Coggins had come to the door and was surveying the scene in mild disapprobation. The surly footman stood behind him. “Shall Metcaff get their things?” asked the butler hesitantly.
“It would appear so.” Gareth turned to Rothewell. “What the devil is he doing here?”
Halfway down the front of the house, Kemble seemed to be paying them no mind now.
“I have done as you suggested, my friend,” said Rothewell, starting up the steps. “I have brought you some help. A secretary, of sorts.”
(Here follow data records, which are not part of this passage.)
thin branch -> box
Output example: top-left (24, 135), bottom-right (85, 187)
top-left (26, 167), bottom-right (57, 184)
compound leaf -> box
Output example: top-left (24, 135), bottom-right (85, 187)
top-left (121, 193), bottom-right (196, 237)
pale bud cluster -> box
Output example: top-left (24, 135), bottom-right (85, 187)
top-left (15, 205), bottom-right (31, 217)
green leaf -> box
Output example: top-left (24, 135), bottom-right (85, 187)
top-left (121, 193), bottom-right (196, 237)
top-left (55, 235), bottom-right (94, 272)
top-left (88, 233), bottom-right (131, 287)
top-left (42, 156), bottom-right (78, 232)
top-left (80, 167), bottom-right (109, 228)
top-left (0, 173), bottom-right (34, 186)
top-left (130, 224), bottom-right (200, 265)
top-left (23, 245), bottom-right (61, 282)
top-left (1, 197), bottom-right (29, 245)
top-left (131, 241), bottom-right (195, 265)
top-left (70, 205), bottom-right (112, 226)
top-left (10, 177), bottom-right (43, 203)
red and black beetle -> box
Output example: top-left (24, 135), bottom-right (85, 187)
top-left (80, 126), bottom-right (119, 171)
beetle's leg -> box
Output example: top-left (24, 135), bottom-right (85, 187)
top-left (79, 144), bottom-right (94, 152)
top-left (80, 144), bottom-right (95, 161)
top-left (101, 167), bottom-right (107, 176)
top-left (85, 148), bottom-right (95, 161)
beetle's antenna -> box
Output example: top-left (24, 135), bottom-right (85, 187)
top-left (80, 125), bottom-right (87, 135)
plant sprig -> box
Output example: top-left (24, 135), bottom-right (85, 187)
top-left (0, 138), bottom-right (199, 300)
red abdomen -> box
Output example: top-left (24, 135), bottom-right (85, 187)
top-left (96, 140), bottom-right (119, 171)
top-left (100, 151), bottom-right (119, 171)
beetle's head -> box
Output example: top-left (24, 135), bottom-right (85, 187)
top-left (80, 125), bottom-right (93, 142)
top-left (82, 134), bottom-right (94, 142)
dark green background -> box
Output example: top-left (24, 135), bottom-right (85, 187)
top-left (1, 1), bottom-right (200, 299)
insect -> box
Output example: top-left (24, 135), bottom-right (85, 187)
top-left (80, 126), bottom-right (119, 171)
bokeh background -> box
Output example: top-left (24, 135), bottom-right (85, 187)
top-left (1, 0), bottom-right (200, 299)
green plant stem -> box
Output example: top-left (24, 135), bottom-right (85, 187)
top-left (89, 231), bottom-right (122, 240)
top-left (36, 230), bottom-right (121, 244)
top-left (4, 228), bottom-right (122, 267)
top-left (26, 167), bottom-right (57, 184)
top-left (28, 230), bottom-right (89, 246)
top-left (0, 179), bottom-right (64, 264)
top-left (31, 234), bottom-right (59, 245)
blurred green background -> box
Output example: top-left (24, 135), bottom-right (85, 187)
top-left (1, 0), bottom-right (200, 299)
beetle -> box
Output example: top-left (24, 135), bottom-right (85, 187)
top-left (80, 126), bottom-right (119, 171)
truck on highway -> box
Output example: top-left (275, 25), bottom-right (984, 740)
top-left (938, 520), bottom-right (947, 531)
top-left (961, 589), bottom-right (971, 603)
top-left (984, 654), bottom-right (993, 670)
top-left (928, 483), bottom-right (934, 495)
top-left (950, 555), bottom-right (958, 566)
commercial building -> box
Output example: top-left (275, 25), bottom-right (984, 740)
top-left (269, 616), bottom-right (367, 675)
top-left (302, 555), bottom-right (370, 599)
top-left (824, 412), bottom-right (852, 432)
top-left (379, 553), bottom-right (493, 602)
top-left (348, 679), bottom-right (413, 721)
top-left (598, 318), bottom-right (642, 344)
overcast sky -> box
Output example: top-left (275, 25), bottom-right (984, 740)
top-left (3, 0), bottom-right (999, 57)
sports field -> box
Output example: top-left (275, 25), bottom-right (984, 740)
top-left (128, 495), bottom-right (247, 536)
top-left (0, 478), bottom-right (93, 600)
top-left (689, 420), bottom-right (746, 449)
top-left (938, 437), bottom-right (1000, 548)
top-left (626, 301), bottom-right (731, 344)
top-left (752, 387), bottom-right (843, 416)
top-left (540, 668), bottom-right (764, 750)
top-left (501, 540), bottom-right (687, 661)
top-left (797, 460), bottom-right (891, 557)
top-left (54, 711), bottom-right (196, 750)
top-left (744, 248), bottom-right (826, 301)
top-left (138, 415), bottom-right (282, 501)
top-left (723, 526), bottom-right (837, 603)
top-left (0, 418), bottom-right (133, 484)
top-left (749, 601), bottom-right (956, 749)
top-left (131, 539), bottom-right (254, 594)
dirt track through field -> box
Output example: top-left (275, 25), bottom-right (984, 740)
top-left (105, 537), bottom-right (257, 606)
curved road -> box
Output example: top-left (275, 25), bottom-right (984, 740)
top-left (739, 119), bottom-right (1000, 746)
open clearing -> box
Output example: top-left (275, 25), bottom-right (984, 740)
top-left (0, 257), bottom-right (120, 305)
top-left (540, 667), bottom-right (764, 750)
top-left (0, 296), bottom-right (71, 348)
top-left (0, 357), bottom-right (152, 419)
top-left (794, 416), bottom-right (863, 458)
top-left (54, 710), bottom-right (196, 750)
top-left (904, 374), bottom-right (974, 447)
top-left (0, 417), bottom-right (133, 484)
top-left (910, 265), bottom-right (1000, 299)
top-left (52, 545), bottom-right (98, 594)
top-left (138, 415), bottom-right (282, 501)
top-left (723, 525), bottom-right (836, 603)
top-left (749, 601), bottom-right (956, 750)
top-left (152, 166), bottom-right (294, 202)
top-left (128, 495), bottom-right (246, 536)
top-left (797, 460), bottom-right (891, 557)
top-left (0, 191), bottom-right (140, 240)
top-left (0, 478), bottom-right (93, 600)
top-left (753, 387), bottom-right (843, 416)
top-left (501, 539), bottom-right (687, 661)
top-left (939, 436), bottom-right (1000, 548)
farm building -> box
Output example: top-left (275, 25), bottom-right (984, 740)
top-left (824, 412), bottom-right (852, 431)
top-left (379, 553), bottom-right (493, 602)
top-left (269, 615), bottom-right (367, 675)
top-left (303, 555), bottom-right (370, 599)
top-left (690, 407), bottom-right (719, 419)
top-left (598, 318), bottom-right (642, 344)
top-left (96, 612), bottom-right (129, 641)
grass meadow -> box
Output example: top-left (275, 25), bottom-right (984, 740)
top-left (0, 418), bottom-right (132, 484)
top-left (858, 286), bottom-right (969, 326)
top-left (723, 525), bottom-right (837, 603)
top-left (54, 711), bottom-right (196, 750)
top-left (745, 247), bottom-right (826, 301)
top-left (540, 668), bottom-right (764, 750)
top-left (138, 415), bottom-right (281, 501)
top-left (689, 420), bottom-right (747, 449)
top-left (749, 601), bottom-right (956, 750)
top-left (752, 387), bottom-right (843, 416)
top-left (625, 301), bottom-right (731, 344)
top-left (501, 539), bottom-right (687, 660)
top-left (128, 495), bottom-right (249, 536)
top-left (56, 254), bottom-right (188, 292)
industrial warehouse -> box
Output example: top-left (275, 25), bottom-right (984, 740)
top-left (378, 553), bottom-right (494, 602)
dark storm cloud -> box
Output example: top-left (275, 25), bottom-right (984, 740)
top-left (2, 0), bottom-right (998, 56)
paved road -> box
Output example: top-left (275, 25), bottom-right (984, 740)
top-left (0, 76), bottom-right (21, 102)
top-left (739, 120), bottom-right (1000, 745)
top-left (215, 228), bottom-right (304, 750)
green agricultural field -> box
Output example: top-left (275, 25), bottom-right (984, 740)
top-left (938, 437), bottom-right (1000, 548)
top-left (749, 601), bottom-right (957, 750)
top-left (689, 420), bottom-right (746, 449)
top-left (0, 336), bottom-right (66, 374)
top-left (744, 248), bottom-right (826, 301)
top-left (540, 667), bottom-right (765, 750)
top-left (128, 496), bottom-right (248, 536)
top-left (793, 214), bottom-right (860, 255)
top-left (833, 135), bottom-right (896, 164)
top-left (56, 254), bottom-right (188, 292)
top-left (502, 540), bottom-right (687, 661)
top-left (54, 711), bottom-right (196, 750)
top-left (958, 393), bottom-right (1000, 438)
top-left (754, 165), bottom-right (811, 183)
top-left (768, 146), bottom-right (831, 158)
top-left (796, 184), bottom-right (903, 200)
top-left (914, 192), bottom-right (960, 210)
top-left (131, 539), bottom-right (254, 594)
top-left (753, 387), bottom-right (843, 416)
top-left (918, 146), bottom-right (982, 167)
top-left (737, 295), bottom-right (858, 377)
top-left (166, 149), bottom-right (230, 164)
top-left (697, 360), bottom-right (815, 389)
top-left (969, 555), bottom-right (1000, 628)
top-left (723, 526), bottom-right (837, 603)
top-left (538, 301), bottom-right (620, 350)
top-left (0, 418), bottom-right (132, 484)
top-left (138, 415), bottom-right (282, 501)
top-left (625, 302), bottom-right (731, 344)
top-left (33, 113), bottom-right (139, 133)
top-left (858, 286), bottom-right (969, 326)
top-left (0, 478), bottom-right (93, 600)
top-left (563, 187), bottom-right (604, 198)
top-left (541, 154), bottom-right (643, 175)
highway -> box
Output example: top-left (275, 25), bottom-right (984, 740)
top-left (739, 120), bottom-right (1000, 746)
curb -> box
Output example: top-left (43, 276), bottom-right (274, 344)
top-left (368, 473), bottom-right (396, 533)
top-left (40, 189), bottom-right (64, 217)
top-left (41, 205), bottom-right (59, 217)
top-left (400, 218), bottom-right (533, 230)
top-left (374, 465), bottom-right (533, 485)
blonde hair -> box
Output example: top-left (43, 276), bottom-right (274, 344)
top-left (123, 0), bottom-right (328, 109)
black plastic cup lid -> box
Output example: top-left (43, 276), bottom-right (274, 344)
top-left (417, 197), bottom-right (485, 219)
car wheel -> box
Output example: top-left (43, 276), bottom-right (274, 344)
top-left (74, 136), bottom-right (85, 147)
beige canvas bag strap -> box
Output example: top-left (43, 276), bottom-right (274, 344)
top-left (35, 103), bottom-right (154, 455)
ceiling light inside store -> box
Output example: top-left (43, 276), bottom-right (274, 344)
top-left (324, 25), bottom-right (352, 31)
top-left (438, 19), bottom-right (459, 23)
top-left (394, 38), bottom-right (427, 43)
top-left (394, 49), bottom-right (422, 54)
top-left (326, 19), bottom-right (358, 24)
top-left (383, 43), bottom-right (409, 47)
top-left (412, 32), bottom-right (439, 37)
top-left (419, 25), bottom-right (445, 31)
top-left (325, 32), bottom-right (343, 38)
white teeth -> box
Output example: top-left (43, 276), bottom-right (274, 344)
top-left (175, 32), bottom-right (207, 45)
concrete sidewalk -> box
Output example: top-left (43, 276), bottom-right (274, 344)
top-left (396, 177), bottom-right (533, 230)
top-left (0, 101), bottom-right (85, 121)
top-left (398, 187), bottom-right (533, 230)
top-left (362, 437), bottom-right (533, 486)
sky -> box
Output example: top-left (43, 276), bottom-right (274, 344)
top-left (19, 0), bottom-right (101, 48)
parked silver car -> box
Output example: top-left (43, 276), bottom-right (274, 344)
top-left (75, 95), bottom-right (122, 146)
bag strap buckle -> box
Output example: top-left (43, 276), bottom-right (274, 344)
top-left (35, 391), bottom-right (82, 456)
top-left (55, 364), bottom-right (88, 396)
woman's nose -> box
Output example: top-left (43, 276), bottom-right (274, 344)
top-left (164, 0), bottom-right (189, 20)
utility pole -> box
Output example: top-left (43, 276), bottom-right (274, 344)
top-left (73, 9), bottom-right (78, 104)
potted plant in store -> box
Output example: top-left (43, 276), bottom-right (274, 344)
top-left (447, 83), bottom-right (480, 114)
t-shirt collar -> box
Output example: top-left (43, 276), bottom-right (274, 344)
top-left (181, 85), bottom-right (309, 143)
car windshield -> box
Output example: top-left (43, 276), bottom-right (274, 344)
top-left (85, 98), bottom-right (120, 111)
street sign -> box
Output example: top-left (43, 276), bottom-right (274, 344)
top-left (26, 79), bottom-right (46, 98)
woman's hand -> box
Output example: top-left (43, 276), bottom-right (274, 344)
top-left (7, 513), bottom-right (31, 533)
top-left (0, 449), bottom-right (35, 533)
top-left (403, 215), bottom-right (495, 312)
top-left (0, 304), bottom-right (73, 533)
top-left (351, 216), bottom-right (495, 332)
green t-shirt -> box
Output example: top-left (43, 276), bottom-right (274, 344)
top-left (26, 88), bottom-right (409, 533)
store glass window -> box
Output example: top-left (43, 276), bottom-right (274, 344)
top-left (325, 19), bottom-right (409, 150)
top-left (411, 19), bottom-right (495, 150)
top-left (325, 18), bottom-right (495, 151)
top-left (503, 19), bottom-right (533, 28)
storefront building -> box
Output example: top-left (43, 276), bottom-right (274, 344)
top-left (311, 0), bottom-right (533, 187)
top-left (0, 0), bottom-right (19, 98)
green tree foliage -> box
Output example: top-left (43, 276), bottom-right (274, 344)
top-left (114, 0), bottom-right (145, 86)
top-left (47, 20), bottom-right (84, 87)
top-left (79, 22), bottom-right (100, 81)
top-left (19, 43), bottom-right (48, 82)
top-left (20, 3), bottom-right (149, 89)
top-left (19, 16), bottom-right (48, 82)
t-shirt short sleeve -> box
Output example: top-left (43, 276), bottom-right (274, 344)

“He doesn’t precisely look like a secretary,” Coggins remarked, craning his head around the door pediment.
Gareth caught Rothewell’s arm. “A what?” he asked incredulously. “A secretary? I didn’t ask you to bring a secretary. I didn’t ask you to bring anyone—not even yourself. I merely asked for your advice. And I casually mentioned that I needed a valet.”